Turner was especially captivated by the particular combination of light and colour he found in Venice, and revisited the city several times. He traveled lightly, usually alone, making few concessions to his age or failing strength, and drew constantly in his sketchbooks. Turner’s many images of Venice were among his most potent late works, influencing later artists such as James Abbott McNeill Whistler (American, 1834-1903) and Claude Monet (French, 1840-1926).

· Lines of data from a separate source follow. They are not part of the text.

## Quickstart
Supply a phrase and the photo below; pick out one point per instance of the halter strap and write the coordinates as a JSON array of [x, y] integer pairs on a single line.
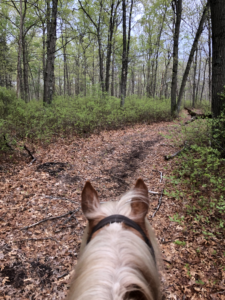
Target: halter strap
[[126, 221]]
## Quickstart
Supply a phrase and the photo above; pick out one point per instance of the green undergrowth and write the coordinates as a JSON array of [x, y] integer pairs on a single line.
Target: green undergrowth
[[198, 179], [72, 115]]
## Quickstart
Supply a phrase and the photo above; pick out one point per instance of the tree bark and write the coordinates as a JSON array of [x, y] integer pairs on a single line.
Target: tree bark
[[113, 15], [194, 79], [126, 49], [177, 7], [218, 57], [191, 55], [210, 55], [49, 79], [19, 69]]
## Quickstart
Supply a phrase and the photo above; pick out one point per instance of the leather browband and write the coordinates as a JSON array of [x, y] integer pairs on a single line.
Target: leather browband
[[126, 221]]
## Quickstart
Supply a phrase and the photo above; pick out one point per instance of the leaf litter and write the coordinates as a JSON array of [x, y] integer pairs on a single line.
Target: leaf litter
[[42, 222]]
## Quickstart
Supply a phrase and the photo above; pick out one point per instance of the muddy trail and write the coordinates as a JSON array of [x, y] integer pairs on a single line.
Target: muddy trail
[[41, 219]]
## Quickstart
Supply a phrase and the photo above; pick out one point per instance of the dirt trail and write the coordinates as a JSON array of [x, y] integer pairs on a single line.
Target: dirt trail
[[37, 262]]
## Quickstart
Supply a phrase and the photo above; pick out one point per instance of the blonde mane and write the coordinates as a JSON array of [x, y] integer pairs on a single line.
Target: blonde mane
[[117, 264]]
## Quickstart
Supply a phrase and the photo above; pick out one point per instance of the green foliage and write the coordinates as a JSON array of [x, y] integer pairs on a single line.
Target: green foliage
[[180, 243], [176, 218], [80, 115], [199, 178]]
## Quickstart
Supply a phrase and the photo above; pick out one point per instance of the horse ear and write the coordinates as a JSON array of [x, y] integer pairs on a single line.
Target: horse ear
[[139, 205], [89, 199]]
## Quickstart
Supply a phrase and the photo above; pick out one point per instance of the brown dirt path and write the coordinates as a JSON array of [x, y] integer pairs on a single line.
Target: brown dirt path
[[37, 262]]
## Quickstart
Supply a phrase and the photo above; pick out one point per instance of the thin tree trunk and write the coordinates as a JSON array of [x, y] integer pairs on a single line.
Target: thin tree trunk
[[203, 84], [199, 75], [210, 55], [126, 49], [19, 69], [194, 78], [177, 13], [157, 52], [51, 44], [191, 55]]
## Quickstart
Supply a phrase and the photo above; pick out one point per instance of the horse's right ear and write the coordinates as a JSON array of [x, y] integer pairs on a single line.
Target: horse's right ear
[[89, 199]]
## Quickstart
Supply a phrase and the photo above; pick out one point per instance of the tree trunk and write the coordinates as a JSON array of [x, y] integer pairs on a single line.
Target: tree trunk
[[25, 71], [199, 75], [203, 85], [126, 49], [177, 7], [113, 69], [157, 51], [210, 55], [19, 69], [218, 60], [190, 59], [194, 78], [51, 44]]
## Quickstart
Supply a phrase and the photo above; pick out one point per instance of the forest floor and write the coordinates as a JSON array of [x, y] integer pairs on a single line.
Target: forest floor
[[41, 223]]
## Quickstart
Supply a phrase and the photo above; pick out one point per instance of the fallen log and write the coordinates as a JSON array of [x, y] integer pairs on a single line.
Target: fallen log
[[194, 114]]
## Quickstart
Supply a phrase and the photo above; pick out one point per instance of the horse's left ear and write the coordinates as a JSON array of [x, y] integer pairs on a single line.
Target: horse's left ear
[[89, 199], [139, 205]]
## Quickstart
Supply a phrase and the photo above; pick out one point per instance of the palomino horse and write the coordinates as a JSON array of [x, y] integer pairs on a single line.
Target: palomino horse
[[118, 258]]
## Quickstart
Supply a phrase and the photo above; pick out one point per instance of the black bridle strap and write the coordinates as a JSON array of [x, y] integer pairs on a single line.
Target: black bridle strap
[[126, 221]]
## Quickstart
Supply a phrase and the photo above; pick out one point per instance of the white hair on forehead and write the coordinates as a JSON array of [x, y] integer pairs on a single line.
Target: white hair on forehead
[[116, 262]]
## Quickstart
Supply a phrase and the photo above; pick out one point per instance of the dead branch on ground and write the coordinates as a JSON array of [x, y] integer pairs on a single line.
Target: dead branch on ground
[[159, 204], [50, 219], [167, 157], [60, 198], [7, 144], [36, 240], [31, 155]]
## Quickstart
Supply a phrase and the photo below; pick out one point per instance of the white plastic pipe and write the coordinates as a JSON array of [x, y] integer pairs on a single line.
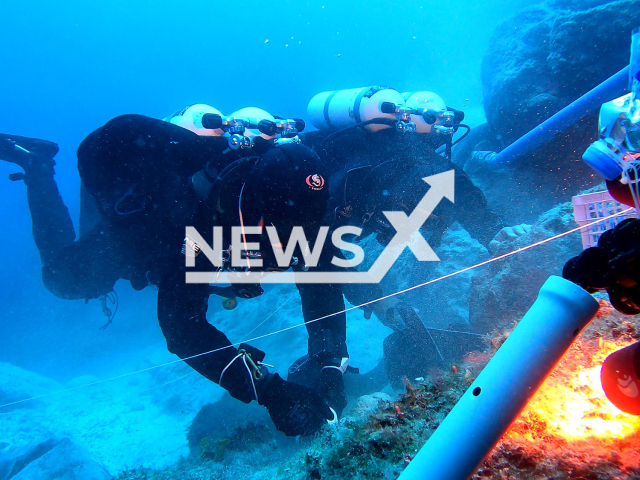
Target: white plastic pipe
[[495, 399]]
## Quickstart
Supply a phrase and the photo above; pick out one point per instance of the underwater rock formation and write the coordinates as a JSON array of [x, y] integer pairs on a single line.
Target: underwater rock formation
[[542, 59], [503, 291], [538, 62]]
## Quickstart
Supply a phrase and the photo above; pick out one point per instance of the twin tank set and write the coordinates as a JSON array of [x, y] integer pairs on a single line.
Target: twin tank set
[[373, 108]]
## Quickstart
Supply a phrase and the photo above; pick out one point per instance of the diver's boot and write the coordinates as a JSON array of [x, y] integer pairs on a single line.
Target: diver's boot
[[331, 384], [33, 155]]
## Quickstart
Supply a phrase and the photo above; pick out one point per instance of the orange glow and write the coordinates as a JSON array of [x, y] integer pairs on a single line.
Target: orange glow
[[571, 404]]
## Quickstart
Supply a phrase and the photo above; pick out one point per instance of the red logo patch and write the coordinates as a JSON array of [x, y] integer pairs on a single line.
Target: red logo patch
[[315, 182]]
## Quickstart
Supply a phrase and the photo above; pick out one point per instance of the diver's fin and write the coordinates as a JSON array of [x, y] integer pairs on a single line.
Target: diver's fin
[[20, 150]]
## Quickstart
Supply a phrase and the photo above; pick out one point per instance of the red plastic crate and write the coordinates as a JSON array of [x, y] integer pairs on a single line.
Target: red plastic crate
[[588, 208]]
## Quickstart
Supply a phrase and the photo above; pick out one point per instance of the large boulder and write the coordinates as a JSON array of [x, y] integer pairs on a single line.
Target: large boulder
[[505, 289], [537, 63], [542, 59]]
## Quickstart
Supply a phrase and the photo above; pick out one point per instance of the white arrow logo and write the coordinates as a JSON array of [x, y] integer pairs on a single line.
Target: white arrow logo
[[407, 236]]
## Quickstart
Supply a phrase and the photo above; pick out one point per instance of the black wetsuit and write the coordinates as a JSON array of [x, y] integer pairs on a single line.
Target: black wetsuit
[[144, 248]]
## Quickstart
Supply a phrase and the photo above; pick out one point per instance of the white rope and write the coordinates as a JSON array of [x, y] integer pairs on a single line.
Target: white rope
[[444, 277]]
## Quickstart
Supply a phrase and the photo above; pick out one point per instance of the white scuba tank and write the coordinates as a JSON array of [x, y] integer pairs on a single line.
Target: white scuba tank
[[339, 109], [190, 117], [424, 99], [254, 115]]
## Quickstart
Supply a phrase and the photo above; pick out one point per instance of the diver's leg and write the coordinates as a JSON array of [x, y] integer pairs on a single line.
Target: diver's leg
[[326, 322], [51, 224]]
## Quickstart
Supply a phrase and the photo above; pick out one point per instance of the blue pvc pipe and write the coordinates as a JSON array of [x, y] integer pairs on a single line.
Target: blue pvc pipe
[[504, 387], [611, 88]]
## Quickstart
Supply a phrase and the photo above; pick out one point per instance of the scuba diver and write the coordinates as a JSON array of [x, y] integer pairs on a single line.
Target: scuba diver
[[614, 264], [379, 145], [146, 177]]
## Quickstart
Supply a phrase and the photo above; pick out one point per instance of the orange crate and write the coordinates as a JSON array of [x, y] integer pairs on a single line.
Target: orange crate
[[588, 208]]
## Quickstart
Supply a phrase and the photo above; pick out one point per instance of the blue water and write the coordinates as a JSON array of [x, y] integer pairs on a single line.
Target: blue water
[[68, 67]]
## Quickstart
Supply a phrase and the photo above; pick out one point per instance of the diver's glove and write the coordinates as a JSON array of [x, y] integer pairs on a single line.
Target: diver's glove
[[614, 266], [245, 375], [294, 409]]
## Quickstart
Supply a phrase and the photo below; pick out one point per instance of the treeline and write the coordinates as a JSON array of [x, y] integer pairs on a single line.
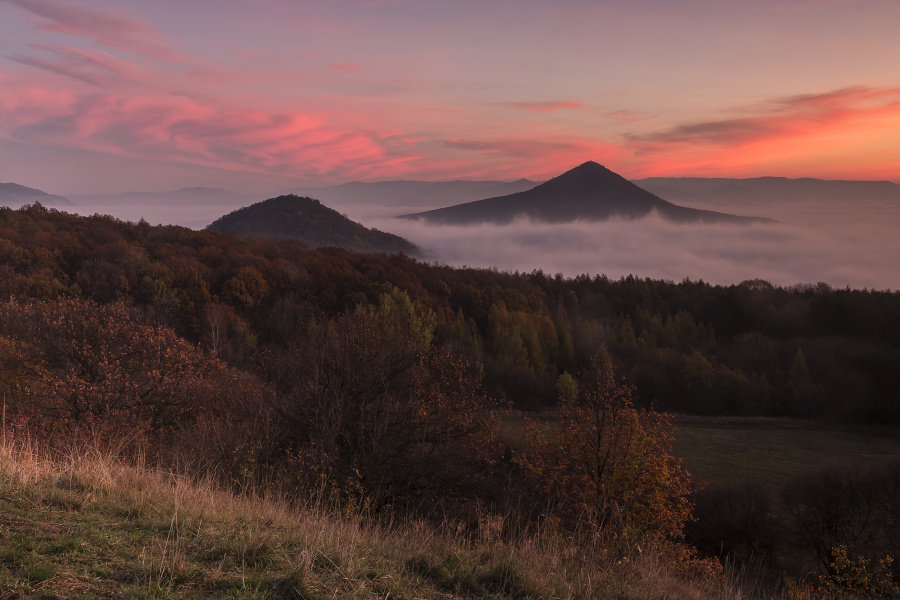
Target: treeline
[[807, 351], [842, 521]]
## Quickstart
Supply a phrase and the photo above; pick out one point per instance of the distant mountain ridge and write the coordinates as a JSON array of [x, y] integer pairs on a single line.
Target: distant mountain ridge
[[14, 195], [588, 192], [310, 221], [388, 198]]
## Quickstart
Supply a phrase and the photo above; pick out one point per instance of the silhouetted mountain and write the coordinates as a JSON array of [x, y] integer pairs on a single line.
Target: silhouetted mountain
[[311, 222], [588, 192], [762, 191], [14, 195], [387, 198]]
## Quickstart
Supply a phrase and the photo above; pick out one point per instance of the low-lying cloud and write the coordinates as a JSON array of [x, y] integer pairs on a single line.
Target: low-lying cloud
[[785, 254]]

For Turner, watercolour was the perfect medium to capture Venice’s aqueous and luminous effects. While based on on-the-spot sketches done there in 1840, Turner’s later paintings of Venice drew out the city’s essence and spirit rather than its exact topography. His Venice was often touched with a melancholy that echoed the romantic fatalism popularised by writers such as Lord Byron, offering a warning from history to Britain’s rise as a commercial empire.
Poetry
Turner was deeply interested in poetry and often paired his paintings with lines of text in order to elucidate their themes. In some cases he authored the poems himself but often he quoted celebrated 18th- and 19th-century British poets such as Thomas Gray and, most especially, Lord Bryon. Throughout the Getty exhibition, many of the lines of poetry or prose that he chose or wrote are reunited with his pictures on the gallery walls. For example, the lines “The moon is up, and yet it is not night/ The sun as yet disputes the day with her” from Byron’s Childe Harold’s Pilgrimage (1812-1818) were chosen, and slightly altered by Turner to accompany two paintings: Modern Rome – Campo Vaccino, exhibited 1839, and Approach to Venice, exhibited 1844, which both feature the setting sun and a rising moon but also evoke the rise and fall of empires.
Contemporary Events
Much of Tuner’s later work reflects on contemporary events including the modern state of Italy, the legacy of the Napoleonic Wars, and the spectacular fires that ravaged the Palace of Westminster and the Tower of London in 1834 and 1841, respectively. In addition, Turner was the first major European artist to engage with innovations such as steam power, as seen in Snow Storm: Steam-Boat off a Harbour’s Mouth, 1842, which shows this much-vaunted new technology at the mercy of the awesome power of the elements.
Technique
Perhaps nothing demonstrates Turner’s virtuosity as a painter better than the stories of his performances on “Varnishing Days.” The Royal Academy and the British Institution would set aside a short period of time for artists to put final touches on their work before an exhibition opened to the public. Turner revelled in the competitive jostling and repartee that occurred on these occasions. In his later years, he would frequently submit canvases with only the roughest indications of colour and form, speedily bringing them to completion on-site. Eyewitnesses record that Turner painted most of The Hero of a Hundred Fights, 1800-10, reworked and exhibited 1847, and Burning of the Houses of Lords and Commons, 16th October 1834, 1834-1835, on their respective varnishing days.
Pairs and Shapes
In his later years, Turner was as creative in his approach to media, materials, and techniques as he was in his choice of subject matter. He created works that offer some of his most dazzling displays of colour, audacious handling, and complex iconographies. From 1840 to 1846, the artist employed a smaller canvas size for a series of paintings, which were often conceived as pairs expressing opposites, such as two that were exhibited in 1842: Peace – Burial at Sea and War. The Exile and the Rock Limpet. These were principally square but could also be round or octagonal. Exploring states of consciousness, optics, and the emotive power of colour, they shocked and mystified his audience, who thought them the products of senility or madness. Painted near the end of his life, these inventive works are a coda to Turner’s career, representing a synthesis of his innovations in technique, composition and theme.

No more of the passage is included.